10. Without venturing into an analysis of the court's factual findings, we acknowledge a lengthy and well-reasoned district court case that addressed many of the issues raised here under a similar statutory regime. (Weiss v. Weiss (S.D.N.Y., Mar. 4, 1996, No. 91 Civ. 5115 (KMW) (MHD)) 1996 U.S. Dist. Lexis 2471, p. *1.) The Weiss court rejected contentions that a parental custodian could not use custodial funds for expenses beyond the bare necessities of life that the parent would provide anyway. (Id. at pp. *30-40.) The appropriateness of particular expenditures (e.g., a lavish bar mitzvah) was a question squarely within the province of the jury. (Id. at pp. *50-51.) The Weiss court also rejected the notion that a lack of "complete and detailed records" was somehow fatal to the defense of a breach of fiduciary duty claim. (Id. at p. *49.) In addition, the Weiss court held that a technical statutory violation, whether characterized as "a breach of fiduciary duties or as conversion," did not prevent the jury from finding plaintiff suffered no actual damages as a result of such breaches. (Id. at pp. * 54-57.)

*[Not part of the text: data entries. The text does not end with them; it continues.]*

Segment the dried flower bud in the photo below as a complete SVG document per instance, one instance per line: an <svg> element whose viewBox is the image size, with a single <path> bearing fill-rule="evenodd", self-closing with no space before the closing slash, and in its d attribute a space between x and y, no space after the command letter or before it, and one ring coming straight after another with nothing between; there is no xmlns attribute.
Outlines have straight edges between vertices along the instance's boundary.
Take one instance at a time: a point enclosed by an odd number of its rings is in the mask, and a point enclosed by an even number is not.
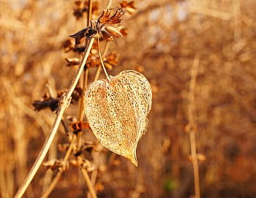
<svg viewBox="0 0 256 198"><path fill-rule="evenodd" d="M122 9L132 15L136 11L135 2L134 1L127 2L127 1L121 1L119 4Z"/></svg>
<svg viewBox="0 0 256 198"><path fill-rule="evenodd" d="M113 36L124 37L123 34L121 33L120 29L118 27L108 26L105 28L105 30Z"/></svg>

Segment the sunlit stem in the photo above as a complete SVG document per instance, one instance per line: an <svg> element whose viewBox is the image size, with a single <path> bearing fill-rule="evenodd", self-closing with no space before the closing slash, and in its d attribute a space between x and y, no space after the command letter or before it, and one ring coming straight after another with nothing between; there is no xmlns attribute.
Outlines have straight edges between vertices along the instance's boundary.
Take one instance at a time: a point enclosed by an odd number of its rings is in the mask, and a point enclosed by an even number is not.
<svg viewBox="0 0 256 198"><path fill-rule="evenodd" d="M102 63L102 68L104 70L104 72L105 72L105 74L106 74L106 76L107 76L107 79L108 80L110 80L110 78L109 77L108 74L108 72L107 72L107 70L104 66L104 63L103 63L103 60L102 60L102 54L100 52L100 47L99 47L99 36L97 36L97 45L98 45L98 51L99 51L99 59L100 59L100 62Z"/></svg>

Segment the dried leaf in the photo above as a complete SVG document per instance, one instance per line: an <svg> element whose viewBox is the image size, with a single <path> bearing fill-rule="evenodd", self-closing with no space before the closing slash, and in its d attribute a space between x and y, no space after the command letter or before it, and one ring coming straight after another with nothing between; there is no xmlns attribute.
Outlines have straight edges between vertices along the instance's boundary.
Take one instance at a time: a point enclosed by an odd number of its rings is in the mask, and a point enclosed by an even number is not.
<svg viewBox="0 0 256 198"><path fill-rule="evenodd" d="M105 29L110 33L111 35L116 37L124 37L120 30L117 27L108 26Z"/></svg>
<svg viewBox="0 0 256 198"><path fill-rule="evenodd" d="M124 36L126 36L128 34L128 28L121 28L120 31Z"/></svg>
<svg viewBox="0 0 256 198"><path fill-rule="evenodd" d="M116 9L116 12L110 18L108 24L119 24L123 22L124 12L121 9Z"/></svg>
<svg viewBox="0 0 256 198"><path fill-rule="evenodd" d="M110 20L111 15L111 10L110 9L105 9L102 12L102 14L100 15L100 17L98 19L98 21L100 23L108 23L108 22Z"/></svg>
<svg viewBox="0 0 256 198"><path fill-rule="evenodd" d="M75 39L75 45L82 44L86 39L86 33L87 33L88 28L84 28L73 35L69 36Z"/></svg>
<svg viewBox="0 0 256 198"><path fill-rule="evenodd" d="M152 92L141 74L124 71L91 84L85 98L90 127L103 146L136 166L136 148L146 132Z"/></svg>

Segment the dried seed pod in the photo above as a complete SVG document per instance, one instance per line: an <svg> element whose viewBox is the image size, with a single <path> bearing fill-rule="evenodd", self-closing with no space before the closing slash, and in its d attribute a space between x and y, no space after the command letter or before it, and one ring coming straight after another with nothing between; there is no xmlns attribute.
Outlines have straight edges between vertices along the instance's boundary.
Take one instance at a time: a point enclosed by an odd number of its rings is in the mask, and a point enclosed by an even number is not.
<svg viewBox="0 0 256 198"><path fill-rule="evenodd" d="M151 103L148 80L128 70L110 76L110 81L91 83L86 95L85 112L101 143L137 166L136 148L146 132Z"/></svg>

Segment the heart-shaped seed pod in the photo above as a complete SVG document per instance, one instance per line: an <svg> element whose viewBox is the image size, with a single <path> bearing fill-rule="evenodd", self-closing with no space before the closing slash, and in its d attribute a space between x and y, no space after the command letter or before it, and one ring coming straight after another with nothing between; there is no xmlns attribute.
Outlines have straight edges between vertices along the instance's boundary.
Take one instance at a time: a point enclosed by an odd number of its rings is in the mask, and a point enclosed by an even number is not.
<svg viewBox="0 0 256 198"><path fill-rule="evenodd" d="M127 70L110 80L91 83L86 93L85 112L99 142L138 165L136 148L146 132L151 108L150 84L140 73Z"/></svg>

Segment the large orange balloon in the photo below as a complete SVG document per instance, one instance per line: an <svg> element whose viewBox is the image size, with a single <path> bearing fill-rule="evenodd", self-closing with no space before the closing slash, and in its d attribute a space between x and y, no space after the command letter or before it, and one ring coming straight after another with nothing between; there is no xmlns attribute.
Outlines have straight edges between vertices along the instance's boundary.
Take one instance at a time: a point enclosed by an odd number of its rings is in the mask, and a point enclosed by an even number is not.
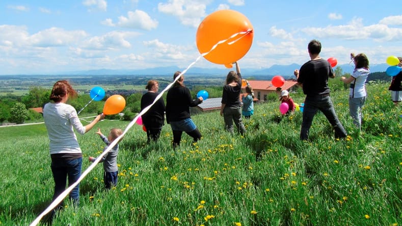
<svg viewBox="0 0 402 226"><path fill-rule="evenodd" d="M120 95L110 96L104 103L103 114L105 115L114 115L119 113L126 107L126 100Z"/></svg>
<svg viewBox="0 0 402 226"><path fill-rule="evenodd" d="M245 35L239 34L218 45L204 56L207 60L228 67L243 57L253 42L253 26L246 16L234 10L219 10L207 16L198 27L196 36L197 47L200 53L204 54L209 52L220 41L249 30L251 32ZM231 42L234 42L229 44Z"/></svg>

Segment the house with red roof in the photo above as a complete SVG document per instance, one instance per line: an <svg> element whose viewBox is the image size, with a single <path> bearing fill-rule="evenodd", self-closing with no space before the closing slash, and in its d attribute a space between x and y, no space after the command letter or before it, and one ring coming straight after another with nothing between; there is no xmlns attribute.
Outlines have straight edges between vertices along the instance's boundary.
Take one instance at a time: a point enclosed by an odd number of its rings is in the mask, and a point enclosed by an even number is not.
<svg viewBox="0 0 402 226"><path fill-rule="evenodd" d="M292 91L294 89L297 84L297 82L294 81L286 80L283 85L279 87L280 88L279 89L274 86L271 81L249 80L248 82L254 92L254 101L256 101L256 99L257 101L265 101L268 94L273 92L276 93L279 97L282 90ZM242 87L243 90L242 93L244 94L246 93L244 90L245 87L245 86Z"/></svg>

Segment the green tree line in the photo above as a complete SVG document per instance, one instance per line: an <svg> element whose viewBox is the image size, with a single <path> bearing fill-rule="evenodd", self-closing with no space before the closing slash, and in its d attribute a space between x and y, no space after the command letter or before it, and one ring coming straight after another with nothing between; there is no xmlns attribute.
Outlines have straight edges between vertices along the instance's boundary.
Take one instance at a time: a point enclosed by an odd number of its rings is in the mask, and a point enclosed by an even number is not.
<svg viewBox="0 0 402 226"><path fill-rule="evenodd" d="M349 77L349 73L343 73L340 67L335 69L335 73L337 78L341 76ZM252 77L246 78L249 80L253 80ZM370 81L382 81L390 82L391 77L388 76L385 72L371 73L367 79ZM162 91L163 87L167 85L167 83L161 81ZM333 91L340 90L349 88L347 85L343 84L339 79L330 80L330 87ZM197 93L201 90L206 90L209 94L209 98L215 98L222 96L222 87L221 86L214 85L206 87L203 85L194 85L191 86L191 92L192 96L196 98ZM32 86L29 88L28 94L17 96L13 94L0 96L0 123L12 122L23 123L28 121L40 120L42 118L41 114L31 109L33 108L43 107L49 102L49 96L50 90L45 89L40 86ZM131 120L141 110L141 100L143 93L137 92L125 96L122 94L126 99L126 107L123 112L124 116L123 119ZM99 114L102 112L104 105L104 101L108 96L105 96L102 101L92 101L85 107L80 114ZM166 93L163 97L166 99ZM77 112L82 109L91 101L90 95L87 94L81 94L78 98L69 100L68 104L71 105L76 109ZM120 116L117 115L108 115L108 118L115 119Z"/></svg>

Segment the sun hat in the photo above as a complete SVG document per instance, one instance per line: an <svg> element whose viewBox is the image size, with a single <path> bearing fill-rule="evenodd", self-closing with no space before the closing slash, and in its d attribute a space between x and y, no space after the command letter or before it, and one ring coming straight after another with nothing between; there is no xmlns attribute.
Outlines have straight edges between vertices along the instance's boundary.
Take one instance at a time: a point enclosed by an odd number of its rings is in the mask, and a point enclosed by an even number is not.
<svg viewBox="0 0 402 226"><path fill-rule="evenodd" d="M287 90L283 90L282 93L281 93L282 96L287 96L288 95L289 95L289 92L288 92Z"/></svg>

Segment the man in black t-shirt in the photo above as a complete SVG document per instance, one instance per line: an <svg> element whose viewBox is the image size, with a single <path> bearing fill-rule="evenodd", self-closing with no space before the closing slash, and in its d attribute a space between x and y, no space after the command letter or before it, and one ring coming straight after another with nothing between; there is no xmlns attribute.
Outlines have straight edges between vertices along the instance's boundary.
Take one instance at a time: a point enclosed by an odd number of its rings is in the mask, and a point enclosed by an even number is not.
<svg viewBox="0 0 402 226"><path fill-rule="evenodd" d="M294 72L298 85L303 88L306 94L300 139L308 139L313 118L318 110L334 128L335 138L345 137L346 131L338 119L330 97L328 78L335 78L334 71L328 61L319 56L321 43L313 40L309 43L308 48L311 60L303 64L300 71L296 69Z"/></svg>

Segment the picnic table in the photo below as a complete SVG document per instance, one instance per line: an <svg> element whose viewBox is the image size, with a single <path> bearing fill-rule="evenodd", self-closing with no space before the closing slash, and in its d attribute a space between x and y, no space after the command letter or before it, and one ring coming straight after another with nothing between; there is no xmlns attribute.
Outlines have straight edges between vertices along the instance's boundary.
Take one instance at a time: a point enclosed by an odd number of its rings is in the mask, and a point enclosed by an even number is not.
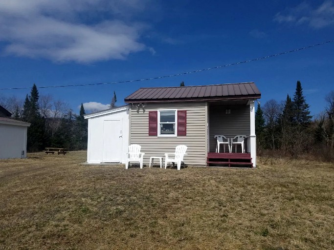
<svg viewBox="0 0 334 250"><path fill-rule="evenodd" d="M48 154L49 153L51 153L52 154L54 154L55 153L58 153L58 154L63 154L64 155L66 154L68 151L66 151L67 148L61 148L59 147L45 147L45 150L43 150L43 152L45 152L46 154Z"/></svg>

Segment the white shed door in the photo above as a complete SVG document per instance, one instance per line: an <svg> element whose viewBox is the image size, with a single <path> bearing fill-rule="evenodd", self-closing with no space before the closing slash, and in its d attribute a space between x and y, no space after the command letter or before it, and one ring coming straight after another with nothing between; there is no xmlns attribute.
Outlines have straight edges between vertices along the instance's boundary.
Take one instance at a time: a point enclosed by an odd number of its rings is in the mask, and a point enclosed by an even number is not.
<svg viewBox="0 0 334 250"><path fill-rule="evenodd" d="M104 121L103 162L121 162L122 127L122 118Z"/></svg>

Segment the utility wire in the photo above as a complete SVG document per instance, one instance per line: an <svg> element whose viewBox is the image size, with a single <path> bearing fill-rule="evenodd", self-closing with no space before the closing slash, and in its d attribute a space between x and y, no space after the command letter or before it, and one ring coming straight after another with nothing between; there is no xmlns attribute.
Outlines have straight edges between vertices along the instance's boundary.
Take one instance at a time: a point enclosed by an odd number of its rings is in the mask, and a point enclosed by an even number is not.
<svg viewBox="0 0 334 250"><path fill-rule="evenodd" d="M135 80L122 81L120 81L120 82L110 82L110 83L87 83L87 84L69 84L69 85L55 85L55 86L42 86L41 87L38 87L38 88L62 88L62 87L76 87L76 86L93 86L93 85L105 85L105 84L108 84L125 83L134 83L135 82L141 82L143 81L149 81L149 80L155 80L155 79L161 79L162 78L167 78L168 77L174 77L174 76L181 76L183 75L187 75L188 74L193 74L194 73L198 73L198 72L200 72L201 71L205 71L206 70L210 70L211 69L215 69L216 68L223 68L224 67L227 67L228 66L232 66L233 65L240 64L242 63L245 63L246 62L254 62L254 61L256 61L262 60L263 59L267 59L267 58L269 58L270 57L276 57L277 56L280 56L281 55L284 55L285 54L289 54L290 53L295 52L296 51L299 51L300 50L302 50L303 49L306 49L312 48L312 47L315 47L316 46L320 46L321 45L325 44L326 43L329 43L330 42L334 42L334 40L330 40L330 41L327 41L327 42L321 42L320 43L317 43L317 44L311 45L310 46L307 46L306 47L303 47L302 48L299 48L297 49L294 49L293 50L290 50L289 51L286 51L285 52L281 52L281 53L277 53L277 54L274 54L273 55L271 55L270 56L267 56L263 57L259 57L258 58L256 58L255 59L251 59L250 60L246 60L246 61L244 61L243 62L234 62L233 63L230 63L230 64L225 64L225 65L222 65L220 66L217 66L216 67L212 67L211 68L204 68L204 69L198 69L197 70L194 70L193 71L189 71L187 72L180 73L178 74L174 74L173 75L167 75L167 76L158 76L158 77L152 77L151 78L144 78L142 79L137 79L137 80ZM0 90L9 90L9 89L28 89L28 88L31 88L31 87L17 87L17 88L0 88Z"/></svg>

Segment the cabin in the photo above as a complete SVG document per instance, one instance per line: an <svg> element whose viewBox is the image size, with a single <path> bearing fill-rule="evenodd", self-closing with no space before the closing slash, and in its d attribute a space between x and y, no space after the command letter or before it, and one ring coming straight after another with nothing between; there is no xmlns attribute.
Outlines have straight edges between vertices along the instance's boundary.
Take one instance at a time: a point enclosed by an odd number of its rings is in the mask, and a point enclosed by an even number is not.
<svg viewBox="0 0 334 250"><path fill-rule="evenodd" d="M0 159L25 158L30 124L10 118L11 115L0 106Z"/></svg>
<svg viewBox="0 0 334 250"><path fill-rule="evenodd" d="M121 134L117 132L120 125L114 129L113 124L108 122L111 119L108 116L115 116L117 108L85 116L89 119L88 162L92 162L92 155L98 154L99 159L94 162L115 162L116 158L111 157L101 160L101 152L111 154L111 150L122 148L118 153L125 157L129 145L139 144L145 153L143 163L148 166L150 157L164 157L165 153L173 153L177 145L183 144L188 147L184 158L186 165L255 167L254 102L260 98L253 82L140 88L125 98L128 105L120 108L126 110L123 124L128 121L128 130L123 127ZM93 119L102 119L97 122L98 126L93 125ZM97 133L97 137L93 135ZM218 135L229 139L245 135L244 151L239 146L235 152L233 146L232 152L216 152L215 136ZM115 144L115 140L120 140L118 137L128 140L122 141L121 147L120 143ZM117 159L117 162L124 163L124 158Z"/></svg>

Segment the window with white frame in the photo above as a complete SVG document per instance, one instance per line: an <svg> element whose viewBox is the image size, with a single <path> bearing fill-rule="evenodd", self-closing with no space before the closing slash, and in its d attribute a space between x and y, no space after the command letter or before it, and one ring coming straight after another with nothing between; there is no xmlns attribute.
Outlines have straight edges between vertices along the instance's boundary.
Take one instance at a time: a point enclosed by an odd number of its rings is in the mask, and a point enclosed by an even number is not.
<svg viewBox="0 0 334 250"><path fill-rule="evenodd" d="M158 133L160 136L176 136L177 110L158 110Z"/></svg>

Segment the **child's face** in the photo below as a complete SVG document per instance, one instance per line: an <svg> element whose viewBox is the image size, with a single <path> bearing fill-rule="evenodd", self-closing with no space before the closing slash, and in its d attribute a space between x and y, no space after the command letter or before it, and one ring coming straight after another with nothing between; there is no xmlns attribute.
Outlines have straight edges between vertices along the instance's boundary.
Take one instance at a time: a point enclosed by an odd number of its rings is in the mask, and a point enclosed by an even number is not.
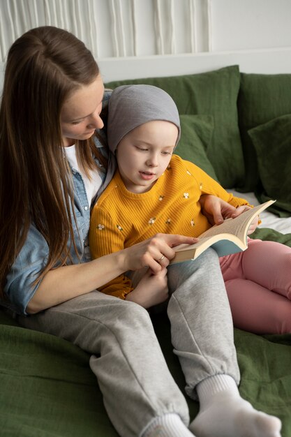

11. As to invoking his grandchildren's rights, it does not appear that the issue of the propriety of Marvin suing as guardian ad litem under the circumstances of this case was ever squarely addressed below. Given Marvin's purported individual claims, the fractured personal relationship between himself and Wendy, and the minors' expressed wishes that the lawsuit go away, the court likely would have been justified in disqualifying Marvin as guardian ad litem based on a conflict of interest. (Code Civ. Proc., § 374, subd. (b) ["In making the determination concerning appointment of a particular guardian ad litem for purposes of this section, the court shall consider whether the minor and the guardian have divergent interests"].) It strikes this court as inherently problematic for Marvin, the settlor of the Trust and the donor of the custodial funds, to insert himself as legal representative of two of the beneficiaries of his munificence (as against the third, their mother). For purposes of this appeal, however, we ignore the propriety of Marvin's guardianship.
12. Wendy claims Marvin's attempt to alter the requirements of section 3918 was illegal as against public policy. We need not determine whether transferors are entitled to alter the terms of the UTMA in making custodial gifts to minors. It is enough here to conclude that Marvin was attempting to do so directly under the UTMA (or the law of gifts and trusts more generally), not via a contract with Wendy. Indeed, this is the only way such an imposition on the rights of Jared and Lilly makes sense; their rights under UTMA, whatever they might be, were not for Wendy to discard via contract law.